Fundamentals of Pattern Specification

To begin with, we should indicate that in a DEXTL program a DEXTL pattern is usually used in the EXTRACTION clause for a specific element.

As it will be seen in more detail later, an element within a DEXTL program corresponds to a relation or a non-atomic attribute of a relation (which can, thus, be seen as a sub-relation) the tuples of which are to be extracted through said element of the DEXTL program (thus, throughout the document this concept will be called “element” or “relation” without exception). R will refer to the relation or sub-relation from which we wish to extract tuples through a DEXTL program element.

Regarding the syntax of an element within a DEXTL program, for now it is enough to bear in mind that:

  • The specification of an element within a DEXTL program is demarcated using the opening character { and the closing character } (or {* and *} in for “flattened” elements: see section Hierarchy of Elements).
  • Each element can have an associated name, which should match that of the relation or the non-atomic attribute of same from which the rows are being extracted and which is indicated with the notation NAME="NAME\_ELEMENT", where NAME_ELEMENT is the name assigned to the element. This name should be indicated immediately after the element opening tag. If it is not indicated and the element is “flattened” (see section Hierarchy of Elements), the system will assign a random name to the element.
  • Comments can be included in a DEXTL program, prefixed with the symbols //.
  • Each element contains at least one pattern in its extraction clause that represents the way in which the tuples to be extracted, or a subelement, are arranged in the document (there may be elements that are simply used to group subelements, but in which no data is extracted).

A DEXTL pattern is composed fundamentally of the following types of components:

  • Separators: these enable the system to distinguish where a specific attribute begins or ends within a pattern and where a specific tuple begins or ends. There are two basic types of separators in a pattern:

    • Strings: these match portions of the document representing data for the user. They are represented in inverted commas in the pattern.

    • Format tags: these are used to represent separators composed of a regular expression matching HTML tags.
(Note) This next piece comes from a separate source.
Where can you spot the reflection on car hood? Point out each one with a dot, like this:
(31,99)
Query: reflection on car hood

For example ENDANCHOR:="</A"[\n\r\t ][^\>]*">"|"</A>".

      Format tags are defined using regular expressions to which a name is assigned. The tags are defined to provide a simple and legible form of representing complex regular expressions that frequently appear in the data for the visualizing tool. It is important to highlight that the system ignores any portion of the document representing format data that does not match any of the format tags.

  • Names of atomic attributes: these are found in the pattern position in which the value of the attribute appears in the graphic representation of the tuples of relation R. The name of the attribute is prefixed with the character ‘:’. They match the portions of the document that represent data for the user and that are found between two separators. It is also possible to have auxiliary attributes that do not belong to R, but the value of which may be saved for an operation or calculation. The auxiliary attributes are prefixed with ::.

  • ‘IRRELEVANT’ tag: operates in a manner similar to attribute names in R, but represents a portion of the pattern that is not to be assigned to any attribute in R.

  • Optional pattern tags [1]: these are “/?” and “?/” and they demarcate areas of the pattern that may or may not appear. It is also possible to use the following format: “¿ <OPTIONAL> ?”.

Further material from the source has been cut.